Het uitgestelde einde van het project bood ons bovendien de kans om Besmette Stad naar de plek te brengen waar het ooit allemaal begon. Paul van Ostaijen schreef Bezette Stad immers in Berlijn, in een hevige dialoog met de Duitse kunstenaars die hem omringden. Zeker in het laatste gedicht van de bundel speelt die standplaats een grote rol. In ‘De Aftocht’ trekken niet alleen de bezettende legers zich terug uit Antwerpen, ook de dichter zelf druipt af en probeert vanuit zijn nieuwe uitkijkpunt de wereld te overzien. De oorlog is afgelopen, stelt hij vast, maar of daarmee de crisis ook echt voorbij is, weet Van Ostaijen nog niet zo zeker. ‘De bezetting houdt op / de bezetting begint’ sombert hij ergens in het gedicht.
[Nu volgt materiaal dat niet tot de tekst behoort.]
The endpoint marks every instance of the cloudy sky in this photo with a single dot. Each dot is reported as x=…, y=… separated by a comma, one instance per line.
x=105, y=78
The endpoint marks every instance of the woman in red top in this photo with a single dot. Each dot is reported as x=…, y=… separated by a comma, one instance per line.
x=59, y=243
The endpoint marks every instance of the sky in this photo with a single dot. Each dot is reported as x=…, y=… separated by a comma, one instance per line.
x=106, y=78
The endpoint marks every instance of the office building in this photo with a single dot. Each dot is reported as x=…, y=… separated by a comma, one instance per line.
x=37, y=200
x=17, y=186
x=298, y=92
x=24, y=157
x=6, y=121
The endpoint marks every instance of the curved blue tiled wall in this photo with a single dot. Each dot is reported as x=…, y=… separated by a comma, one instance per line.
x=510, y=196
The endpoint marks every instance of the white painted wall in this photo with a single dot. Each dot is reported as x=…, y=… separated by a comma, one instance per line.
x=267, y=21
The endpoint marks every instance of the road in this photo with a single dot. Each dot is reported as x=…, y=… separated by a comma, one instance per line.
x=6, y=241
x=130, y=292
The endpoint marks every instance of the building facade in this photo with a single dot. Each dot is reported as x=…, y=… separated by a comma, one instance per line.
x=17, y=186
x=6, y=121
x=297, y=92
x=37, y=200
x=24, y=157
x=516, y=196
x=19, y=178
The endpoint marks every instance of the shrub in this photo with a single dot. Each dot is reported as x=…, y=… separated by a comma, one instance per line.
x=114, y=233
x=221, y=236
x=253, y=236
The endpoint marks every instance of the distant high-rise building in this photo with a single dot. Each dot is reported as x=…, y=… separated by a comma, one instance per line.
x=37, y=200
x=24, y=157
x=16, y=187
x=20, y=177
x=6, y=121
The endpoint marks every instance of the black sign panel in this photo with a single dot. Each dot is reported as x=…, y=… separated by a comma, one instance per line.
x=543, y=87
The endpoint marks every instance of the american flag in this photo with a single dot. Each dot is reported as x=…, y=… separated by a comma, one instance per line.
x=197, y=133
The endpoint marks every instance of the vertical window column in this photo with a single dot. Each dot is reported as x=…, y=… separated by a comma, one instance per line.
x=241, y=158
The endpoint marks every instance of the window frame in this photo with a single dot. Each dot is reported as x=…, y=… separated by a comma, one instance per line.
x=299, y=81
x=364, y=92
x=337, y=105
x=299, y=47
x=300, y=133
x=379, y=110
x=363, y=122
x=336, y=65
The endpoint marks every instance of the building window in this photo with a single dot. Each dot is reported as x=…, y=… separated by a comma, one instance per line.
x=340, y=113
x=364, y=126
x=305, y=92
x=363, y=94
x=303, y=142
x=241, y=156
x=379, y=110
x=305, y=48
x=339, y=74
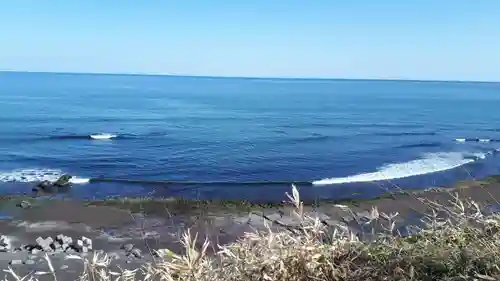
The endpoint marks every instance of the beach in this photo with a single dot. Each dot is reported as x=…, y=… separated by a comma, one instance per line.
x=150, y=224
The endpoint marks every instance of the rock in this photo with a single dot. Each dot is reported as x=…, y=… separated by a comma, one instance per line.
x=44, y=184
x=87, y=242
x=136, y=253
x=45, y=244
x=63, y=181
x=35, y=251
x=127, y=247
x=114, y=256
x=5, y=244
x=24, y=204
x=16, y=262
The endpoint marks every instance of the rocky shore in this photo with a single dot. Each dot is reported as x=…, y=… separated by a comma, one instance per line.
x=130, y=230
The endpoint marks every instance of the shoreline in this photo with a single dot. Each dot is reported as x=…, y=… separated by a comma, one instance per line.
x=150, y=224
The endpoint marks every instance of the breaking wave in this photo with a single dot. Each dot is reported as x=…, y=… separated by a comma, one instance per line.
x=93, y=136
x=421, y=145
x=37, y=175
x=429, y=163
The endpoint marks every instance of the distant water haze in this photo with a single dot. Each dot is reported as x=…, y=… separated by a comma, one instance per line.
x=344, y=137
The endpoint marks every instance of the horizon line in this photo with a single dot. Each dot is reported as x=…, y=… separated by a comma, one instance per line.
x=247, y=77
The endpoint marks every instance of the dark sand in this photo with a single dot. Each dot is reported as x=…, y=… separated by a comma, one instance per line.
x=155, y=224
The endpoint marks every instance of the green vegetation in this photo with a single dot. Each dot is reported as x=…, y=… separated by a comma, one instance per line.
x=463, y=244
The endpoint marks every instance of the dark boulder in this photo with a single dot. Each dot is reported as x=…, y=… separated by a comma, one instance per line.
x=44, y=184
x=62, y=184
x=62, y=181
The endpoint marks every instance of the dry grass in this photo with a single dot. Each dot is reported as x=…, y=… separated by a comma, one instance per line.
x=458, y=244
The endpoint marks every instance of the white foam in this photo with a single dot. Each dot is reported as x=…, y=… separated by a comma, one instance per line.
x=102, y=136
x=77, y=180
x=37, y=175
x=429, y=163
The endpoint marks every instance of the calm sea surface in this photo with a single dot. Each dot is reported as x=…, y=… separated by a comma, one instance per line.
x=347, y=137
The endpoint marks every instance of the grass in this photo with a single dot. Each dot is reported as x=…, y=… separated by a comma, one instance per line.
x=458, y=242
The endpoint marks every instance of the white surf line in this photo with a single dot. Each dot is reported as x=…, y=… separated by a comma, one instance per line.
x=428, y=164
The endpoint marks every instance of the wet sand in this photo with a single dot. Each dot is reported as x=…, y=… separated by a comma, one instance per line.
x=158, y=224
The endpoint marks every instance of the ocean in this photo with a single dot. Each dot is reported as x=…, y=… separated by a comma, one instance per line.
x=231, y=137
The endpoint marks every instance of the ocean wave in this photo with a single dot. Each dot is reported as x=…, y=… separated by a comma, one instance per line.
x=420, y=145
x=37, y=175
x=402, y=134
x=476, y=140
x=91, y=137
x=429, y=163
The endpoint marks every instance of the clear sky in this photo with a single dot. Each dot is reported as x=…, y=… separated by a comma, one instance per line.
x=395, y=39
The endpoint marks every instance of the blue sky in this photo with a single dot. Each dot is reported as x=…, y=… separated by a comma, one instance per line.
x=421, y=39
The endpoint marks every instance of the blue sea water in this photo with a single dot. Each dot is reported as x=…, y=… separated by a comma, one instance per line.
x=348, y=137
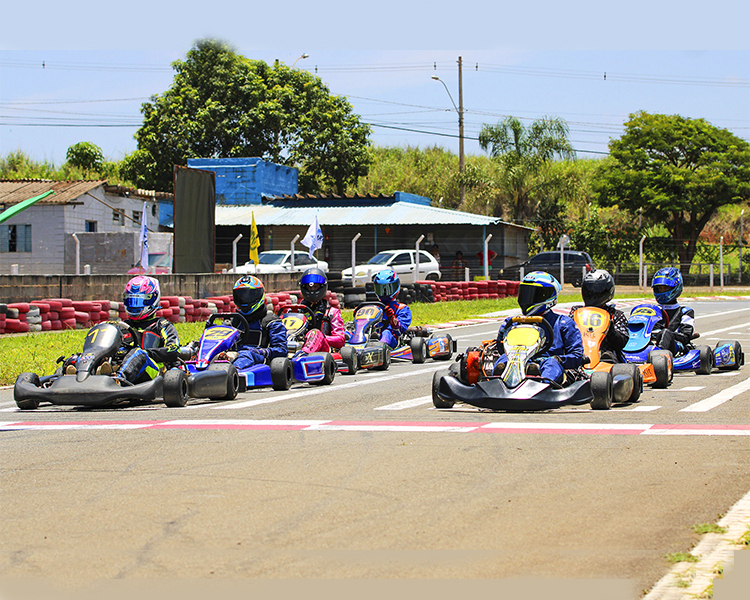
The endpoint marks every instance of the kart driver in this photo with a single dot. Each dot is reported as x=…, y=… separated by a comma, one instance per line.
x=387, y=286
x=598, y=288
x=142, y=298
x=327, y=329
x=267, y=338
x=537, y=294
x=667, y=287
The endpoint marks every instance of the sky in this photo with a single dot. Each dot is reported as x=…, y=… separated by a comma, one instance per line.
x=71, y=74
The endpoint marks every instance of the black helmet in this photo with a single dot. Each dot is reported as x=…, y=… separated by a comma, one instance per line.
x=314, y=285
x=597, y=288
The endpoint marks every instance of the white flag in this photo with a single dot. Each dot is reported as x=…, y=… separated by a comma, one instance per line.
x=143, y=241
x=313, y=238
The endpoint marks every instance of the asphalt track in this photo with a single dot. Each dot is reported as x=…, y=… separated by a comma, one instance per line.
x=365, y=480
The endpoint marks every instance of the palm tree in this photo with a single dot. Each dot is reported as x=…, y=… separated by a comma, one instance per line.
x=523, y=153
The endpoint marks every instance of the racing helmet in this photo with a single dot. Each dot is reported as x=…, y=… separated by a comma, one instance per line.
x=250, y=297
x=667, y=285
x=313, y=285
x=141, y=298
x=387, y=285
x=597, y=288
x=537, y=293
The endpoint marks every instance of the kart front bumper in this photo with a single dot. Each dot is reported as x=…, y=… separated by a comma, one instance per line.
x=95, y=390
x=531, y=394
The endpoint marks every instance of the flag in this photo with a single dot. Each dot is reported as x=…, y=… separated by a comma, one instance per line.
x=254, y=241
x=143, y=241
x=313, y=238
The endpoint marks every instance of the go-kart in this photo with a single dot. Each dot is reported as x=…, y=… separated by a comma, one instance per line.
x=416, y=345
x=644, y=325
x=471, y=379
x=104, y=349
x=211, y=375
x=625, y=381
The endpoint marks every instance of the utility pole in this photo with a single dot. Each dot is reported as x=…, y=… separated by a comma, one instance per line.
x=461, y=130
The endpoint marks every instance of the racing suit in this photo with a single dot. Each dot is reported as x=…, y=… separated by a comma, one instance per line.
x=399, y=319
x=676, y=336
x=267, y=340
x=617, y=334
x=143, y=364
x=327, y=331
x=566, y=351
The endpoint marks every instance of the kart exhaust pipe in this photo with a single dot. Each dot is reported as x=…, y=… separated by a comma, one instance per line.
x=207, y=384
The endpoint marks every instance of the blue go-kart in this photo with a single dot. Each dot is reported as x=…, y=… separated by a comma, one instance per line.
x=644, y=323
x=211, y=377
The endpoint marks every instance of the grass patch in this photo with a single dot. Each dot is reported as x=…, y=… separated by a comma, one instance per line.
x=708, y=528
x=675, y=557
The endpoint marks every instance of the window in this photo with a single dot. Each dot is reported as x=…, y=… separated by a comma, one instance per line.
x=15, y=238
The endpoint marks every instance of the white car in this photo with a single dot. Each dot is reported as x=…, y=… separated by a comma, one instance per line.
x=280, y=261
x=401, y=261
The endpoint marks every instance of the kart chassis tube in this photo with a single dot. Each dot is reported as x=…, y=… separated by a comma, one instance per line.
x=531, y=394
x=96, y=390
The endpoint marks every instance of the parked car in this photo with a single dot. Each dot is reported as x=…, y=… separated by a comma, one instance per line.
x=574, y=263
x=159, y=264
x=280, y=261
x=401, y=261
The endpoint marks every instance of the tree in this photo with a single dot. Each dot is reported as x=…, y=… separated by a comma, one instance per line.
x=523, y=152
x=679, y=171
x=221, y=104
x=85, y=155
Honderd jaar later blijkt het einde van de coronacrisis al even lastig te bepalen. Het virus vindt telkens weer nieuwe manieren om de verdedigingslinies te omzeilen die we steeds opnieuw in stelling brengen: ‘De besmetting houdt op / de besmetting begint’. Bovendien legt de pandemie ook vele andere problemen bloot – tijdelijke en structurele. We hebben de meer dan veertig kunstenaars die we hebben uitgenodigd om deel te nemen aan De Aftocht dan ook een lastige vraag voorgelegd. Hoe zou de wereld er na (of met) corona uit kunnen zien? Wat volgt er op deze crisis? De bevrijding? Een revolutie? Een terugkeer naar het oude ‘normaal’ of naar een nieuw ‘abnormaal’? Gaan we verder zoals we bezig zijn, of is het tijd om lessen te trekken? En als we de wereld inderdaad anders zouden willen inrichten, hoe ziet die nieuwe wereld er dan uit?
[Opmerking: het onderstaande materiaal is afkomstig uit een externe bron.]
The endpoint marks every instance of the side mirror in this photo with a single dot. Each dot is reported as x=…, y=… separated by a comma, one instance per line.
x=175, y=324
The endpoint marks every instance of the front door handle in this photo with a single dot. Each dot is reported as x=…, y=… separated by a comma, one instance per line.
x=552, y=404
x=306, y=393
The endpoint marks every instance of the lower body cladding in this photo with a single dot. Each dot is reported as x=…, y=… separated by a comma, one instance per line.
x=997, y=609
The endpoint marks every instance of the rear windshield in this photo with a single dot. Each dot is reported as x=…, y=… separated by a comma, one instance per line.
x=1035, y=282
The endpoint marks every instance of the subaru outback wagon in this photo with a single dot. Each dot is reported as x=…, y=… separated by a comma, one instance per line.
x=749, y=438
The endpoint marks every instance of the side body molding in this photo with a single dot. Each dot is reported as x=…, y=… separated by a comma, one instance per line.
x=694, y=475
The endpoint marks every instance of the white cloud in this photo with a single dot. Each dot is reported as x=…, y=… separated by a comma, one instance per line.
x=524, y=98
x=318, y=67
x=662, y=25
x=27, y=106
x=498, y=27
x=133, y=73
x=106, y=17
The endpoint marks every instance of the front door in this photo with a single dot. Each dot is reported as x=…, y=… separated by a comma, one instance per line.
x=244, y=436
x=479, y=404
Vlaamse, Nederlandse en Duitstalige kunstenaars
Om de cirkel helemaal rond te maken, stelden we deze vraag deze keer dus niet alleen aan kunstenaars uit Nederland en Vlaanderen. Het leek ons een interessant idee om ook Besmette Stad in contact te brengen met het Duitse taalgebied. We gingen daarvoor op de vertrouwde manier te werk. Voor de Nederlandstalige kunstenaars organiseerden we een ‘Leesatelier XL’, waarin Matthijs de Ridder de uitgenodigde kunstenaars, kandidaten voor de open oproep én ons trouwe publiek door ‘De Aftocht’ loodste. Vervolgens organiseerden we ook een Duitstalig ‘Leseatelier’, waarin Anna Eble en Matthijs de Ridder de Duitstalige deelnemers wegwijs maakten in het gedicht. Ook hieraan koppelden we, met succes, een open oproep. In De Aftocht vind je de vijf winnaars.